4) They support faster validation and iteration
Scientific development at the very edge of biotechnology rarely follows a straight path. As a result, researchers must continually evaluate results and refine their approaches based on new findings. With ready access to laboratory facilities on demand, this becomes a lot simpler.
The right shared facilities allow teams to conduct experiments and make any improvements without the kinds of delays that would occur in self-owned labs. If a team needs an instrument for a one-off test, for instance, shared facilities may be able to immediately provide it at minimal cost. The ability to quickly validate and improve things can help researchers identify promising directions sooner while avoiding prolonged investment in approaches that ultimately prove ineffective.
5) They create better access to talent and expertise
Shared facilities are not just for startup researchers. In practice, they frequently attract communities of scientists, entrepreneurs, and industry experts from the entire breadth of the scientific community. You’ll also have top innovation teams from globally recognised multinationals working in the same building as government researchers, giving countless opportunities for building invaluable connections.
Indeed, this contact and support can help smaller organisations avoid common pitfalls, as they’ll be getting advice from talents who have seen it all.

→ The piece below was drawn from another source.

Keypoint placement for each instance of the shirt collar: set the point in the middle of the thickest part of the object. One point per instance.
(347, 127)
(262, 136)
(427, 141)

This can make it much easier for nascent biotechnology ventures to navigate the path to commercialisation with greater confidence.
6) They facilitate scalable growth
A major advantage of shared labs is that organisations can easily scale their resources according to their evolving needs. There is no need to build out more lab space or to purchase more equipment, as startups and innovation groups can simply rent as much or as little of these inputs as they need. This adaptability preserves research momentum and avoids the risks and lost opportunities from using facilities that don’t match current needs.
7) They align with Singapore’s innovation ecosystem
As a city-state with serious geographic and demographic limitations, Singapore has long prioritised the efficient use of limited land, talent, and resources. Shared laboratory models closely match this national approach by maximising the utilisation of specialised scientific infrastructure.
The country’s life sciences ecosystem is also supported by diverse public-private partnerships and programmes designed to put the best minds and funding opportunities in close proximity to each other. Sites like Biopolis and Geneo have already proven the value of this model in enabling biotechnology players of all sizes to efficiently reach breakthroughs and convert them into market-ready concepts and products.
Shared labs ease the journey from breakthrough to market
The many proven advantages of shared lab facilities make it difficult to justify self-owned facilities outside of a few edge cases. For startups eager to produce the next big patent or product, shared laboratories are fast becoming the sensible default.
This is largely a good thing. Singapore’s shared laboratories are breaking down long-existing barriers and helping underfunded researchers turn promising ideas into meaningful innovations. In a competitive and fast-moving sector such as life sciences, these seemingly small advantages can make a significant difference in how quickly lab breakthroughs reach the people and industries that need them the most.